The full URL to send the request to. Supports {variable} placeholders so you can dynamically include IDs or other values in the endpoint path.

Method

Choose the HTTP method: POST, GET, PUT, PATCH, or DELETE. Most webhook endpoints expect POST.

Body mode

Select how to structure the request body:
ModeDescription
Key-ValueBuild a JSON object by entering key-value pairs. Each value can be typed as string, number, boolean, or nested JSON. Supports {variable} substitution in values.
JSONWrite a raw JSON template directly. Use {variable} placeholders — they are substituted before the request is sent.
Form dataSends as application/x-www-form-urlencoded. Useful for older APIs.
RawSend any arbitrary text or string as the body (e.g. plain text, CSV).
GET and DELETE requests typically have no body.

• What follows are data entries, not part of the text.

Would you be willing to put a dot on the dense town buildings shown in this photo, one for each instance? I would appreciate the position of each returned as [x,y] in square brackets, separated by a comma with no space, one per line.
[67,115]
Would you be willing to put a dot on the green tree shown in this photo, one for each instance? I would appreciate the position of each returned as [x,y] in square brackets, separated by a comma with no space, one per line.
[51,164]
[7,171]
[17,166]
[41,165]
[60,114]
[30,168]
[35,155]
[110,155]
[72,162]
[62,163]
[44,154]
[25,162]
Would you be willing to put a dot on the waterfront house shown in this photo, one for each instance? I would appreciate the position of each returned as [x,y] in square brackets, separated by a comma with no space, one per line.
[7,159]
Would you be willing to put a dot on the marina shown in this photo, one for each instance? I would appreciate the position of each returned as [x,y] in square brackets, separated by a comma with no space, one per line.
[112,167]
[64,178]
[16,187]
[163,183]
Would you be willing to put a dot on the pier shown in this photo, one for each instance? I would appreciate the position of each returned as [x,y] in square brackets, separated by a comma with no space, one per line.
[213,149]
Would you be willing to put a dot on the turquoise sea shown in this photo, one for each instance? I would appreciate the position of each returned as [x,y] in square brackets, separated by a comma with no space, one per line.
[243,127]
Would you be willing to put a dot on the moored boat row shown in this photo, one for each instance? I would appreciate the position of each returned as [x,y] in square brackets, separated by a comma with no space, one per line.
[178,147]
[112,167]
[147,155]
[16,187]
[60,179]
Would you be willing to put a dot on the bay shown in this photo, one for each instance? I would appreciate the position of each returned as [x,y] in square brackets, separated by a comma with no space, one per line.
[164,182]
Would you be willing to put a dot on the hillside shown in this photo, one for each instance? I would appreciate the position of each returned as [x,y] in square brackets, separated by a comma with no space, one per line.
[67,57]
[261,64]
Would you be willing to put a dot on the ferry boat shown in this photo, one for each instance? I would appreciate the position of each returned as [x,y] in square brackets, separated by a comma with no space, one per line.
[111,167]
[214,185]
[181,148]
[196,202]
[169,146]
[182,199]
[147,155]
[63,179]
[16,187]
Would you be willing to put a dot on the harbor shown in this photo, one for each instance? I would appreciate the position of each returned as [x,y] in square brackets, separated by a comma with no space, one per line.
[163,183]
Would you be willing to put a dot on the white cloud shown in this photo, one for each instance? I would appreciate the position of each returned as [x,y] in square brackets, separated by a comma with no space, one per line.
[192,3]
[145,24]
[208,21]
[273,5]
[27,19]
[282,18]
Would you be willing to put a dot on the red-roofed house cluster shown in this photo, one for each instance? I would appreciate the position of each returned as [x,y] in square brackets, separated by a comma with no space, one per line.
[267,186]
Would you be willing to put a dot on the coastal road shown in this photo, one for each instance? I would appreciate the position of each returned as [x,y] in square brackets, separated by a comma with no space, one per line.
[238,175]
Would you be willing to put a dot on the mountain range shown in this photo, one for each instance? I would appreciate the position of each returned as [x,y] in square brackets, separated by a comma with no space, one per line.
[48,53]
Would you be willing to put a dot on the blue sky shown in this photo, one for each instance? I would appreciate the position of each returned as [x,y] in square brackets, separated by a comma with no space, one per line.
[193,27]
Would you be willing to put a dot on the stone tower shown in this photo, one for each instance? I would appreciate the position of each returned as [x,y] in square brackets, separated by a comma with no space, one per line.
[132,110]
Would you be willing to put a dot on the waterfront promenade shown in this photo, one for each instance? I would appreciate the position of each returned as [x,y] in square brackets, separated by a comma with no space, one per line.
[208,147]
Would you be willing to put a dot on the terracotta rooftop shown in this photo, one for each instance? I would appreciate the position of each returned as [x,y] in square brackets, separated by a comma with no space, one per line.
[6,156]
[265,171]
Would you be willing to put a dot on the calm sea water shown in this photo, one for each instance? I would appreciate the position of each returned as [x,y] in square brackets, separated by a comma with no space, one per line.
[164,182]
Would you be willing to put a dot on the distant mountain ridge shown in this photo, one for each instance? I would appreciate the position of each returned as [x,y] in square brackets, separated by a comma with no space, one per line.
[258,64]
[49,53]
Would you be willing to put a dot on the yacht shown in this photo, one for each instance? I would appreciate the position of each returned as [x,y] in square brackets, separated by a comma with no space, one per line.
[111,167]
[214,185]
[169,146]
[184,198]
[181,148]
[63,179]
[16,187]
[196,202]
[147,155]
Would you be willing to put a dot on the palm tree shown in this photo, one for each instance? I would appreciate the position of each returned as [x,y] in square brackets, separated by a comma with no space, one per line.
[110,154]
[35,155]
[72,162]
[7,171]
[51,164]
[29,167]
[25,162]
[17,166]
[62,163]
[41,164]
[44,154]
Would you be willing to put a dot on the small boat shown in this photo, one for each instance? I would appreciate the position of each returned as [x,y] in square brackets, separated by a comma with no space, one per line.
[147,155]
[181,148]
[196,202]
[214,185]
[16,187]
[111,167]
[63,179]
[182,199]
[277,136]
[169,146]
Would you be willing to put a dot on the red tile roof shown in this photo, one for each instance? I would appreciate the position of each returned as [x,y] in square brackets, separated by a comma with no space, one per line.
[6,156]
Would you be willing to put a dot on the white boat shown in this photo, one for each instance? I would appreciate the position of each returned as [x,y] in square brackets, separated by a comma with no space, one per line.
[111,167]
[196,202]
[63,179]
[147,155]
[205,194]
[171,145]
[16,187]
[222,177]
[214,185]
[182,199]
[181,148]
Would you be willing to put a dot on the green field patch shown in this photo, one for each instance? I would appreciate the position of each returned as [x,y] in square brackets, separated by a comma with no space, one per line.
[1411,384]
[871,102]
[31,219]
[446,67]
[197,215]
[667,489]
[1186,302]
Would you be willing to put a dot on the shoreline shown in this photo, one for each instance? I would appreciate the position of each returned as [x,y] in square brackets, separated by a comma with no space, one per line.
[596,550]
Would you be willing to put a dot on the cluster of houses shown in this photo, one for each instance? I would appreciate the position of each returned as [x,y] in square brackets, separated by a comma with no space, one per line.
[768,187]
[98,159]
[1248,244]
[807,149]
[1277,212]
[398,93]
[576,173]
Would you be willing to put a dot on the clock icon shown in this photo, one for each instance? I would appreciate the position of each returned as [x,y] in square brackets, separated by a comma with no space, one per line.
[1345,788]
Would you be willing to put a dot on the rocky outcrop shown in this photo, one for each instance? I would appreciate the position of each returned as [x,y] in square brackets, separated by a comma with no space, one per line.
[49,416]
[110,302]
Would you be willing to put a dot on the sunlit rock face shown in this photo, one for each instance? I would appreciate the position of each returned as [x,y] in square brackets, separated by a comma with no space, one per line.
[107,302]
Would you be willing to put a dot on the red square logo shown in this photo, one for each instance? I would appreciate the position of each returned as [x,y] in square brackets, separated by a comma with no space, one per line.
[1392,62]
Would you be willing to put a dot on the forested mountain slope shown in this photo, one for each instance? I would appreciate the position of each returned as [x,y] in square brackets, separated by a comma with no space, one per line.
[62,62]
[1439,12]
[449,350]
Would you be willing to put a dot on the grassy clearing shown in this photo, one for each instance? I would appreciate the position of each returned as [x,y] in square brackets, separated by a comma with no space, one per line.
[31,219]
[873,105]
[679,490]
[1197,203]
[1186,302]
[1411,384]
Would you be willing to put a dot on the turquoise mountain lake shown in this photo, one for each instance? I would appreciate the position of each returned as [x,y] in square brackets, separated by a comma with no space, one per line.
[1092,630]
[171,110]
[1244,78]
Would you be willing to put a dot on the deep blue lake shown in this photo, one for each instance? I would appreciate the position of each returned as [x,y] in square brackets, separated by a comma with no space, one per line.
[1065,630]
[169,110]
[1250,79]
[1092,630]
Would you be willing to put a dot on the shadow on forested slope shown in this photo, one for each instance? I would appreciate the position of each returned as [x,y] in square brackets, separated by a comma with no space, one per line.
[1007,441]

If you select these methods, the body fields are ignored.

Custom headers

Add any HTTP headers the target service requires — for example Authorization: Bearer {token} or X-API-Key: {api_key}. Header values support {variable} substitution.

Using variables

All variables from previous steps are available. Insert them anywhere: in the URL, in header values, in body values. Key-Value example:
campaign_id  →  {ai_campaign_id}
new_cost     →  {ai_new_cost}
JSON template example:
{
  "event": "cost_update",
  "campaign": "{ai_campaign_id}",
  "cost": "{ai_new_cost}",
  "timestamp": "{date_today}"
}

Responses and errors

If the server returns a non-2xx HTTP status code, the step is marked as failed and the automation stops (unless the step is followed by a Condition Check that handles failures). The response body is shown in Runs & Logs to help diagnose issues.
Most webhook services return a 200 OK immediately and process the request asynchronously. If the step fails, check that the URL is correct and the API key or auth header is valid.